冒頭、富士通 Mobility事業本部 FM アクセラレータ事業部 シニアディレクターの井上大悟氏は「当社が目指すモビリティ世界における立ち位置は、コネクテッドカーのビッグデータと、それらを活用したDXを行う各業種サービスをつなぐ『モビリティアクセラレータ』として、モビリティ社会のデジタル化を推進するポジションにいる。そのため、当社はモビリティデジタルツインを提供していく」と述べた。

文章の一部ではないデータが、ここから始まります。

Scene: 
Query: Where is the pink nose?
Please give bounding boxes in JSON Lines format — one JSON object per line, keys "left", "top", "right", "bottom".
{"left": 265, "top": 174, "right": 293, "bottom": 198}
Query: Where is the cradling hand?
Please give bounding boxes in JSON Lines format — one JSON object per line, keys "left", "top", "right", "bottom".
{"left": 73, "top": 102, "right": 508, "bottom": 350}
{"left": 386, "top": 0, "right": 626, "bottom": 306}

富士通 Mobility事業本部 FM アクセラレータ事業部 シニアディレクターの井上大悟氏

富士通 Mobility事業本部 FM アクセラレータ事業部 シニアディレクターの井上大悟氏

同社が提唱するモビリティデジタルツインとは、実世界で発生するデータを収集したうえでサイバー空間にコネクテッドカーの状態を再現(写像)するほか、逐次アップロードされるデータの分析や加工を行うことで道路、エリアの状態などの写像データを拡張し、価値あるデータに変えて提供していくというものだ。

写像を実現するものが2019年にリリースしたストリームデータ処理基盤の「Digital Twin Utilizer」、そしてデジタルツインを拡張するものが昨年発表した車載カメラ映像解析プラットフォーム「Digital Twin Analyzer」となる。そして、Digital Twin Collectorを今回発表した。

富士通が目指すモビリティ世界の概要

富士通が目指すモビリティ世界の概要

モビリティデジタルツイン製品の概要

モビリティデジタルツイン製品の概要

井上氏は、新サービスについて「これまでの2製品を利用することで扱える情報はリッチになり、モビリティサービスの幅を広げることを可能としているが、現実的には数多くのモビリティデバイスからの映像をはじめ、サイズの大きいデータをすべてクラウドに複製して、処理することはコスト的な障壁がある。サービスは実現できても、提供サービスの費用が高額になってしまうことは意味がないものだ。そこで、最小のデータで最大の価値を得ることを実現できない限り、ビジネスモデルが成立しないため、新サービスはその部分を解消できる」と力を込めた。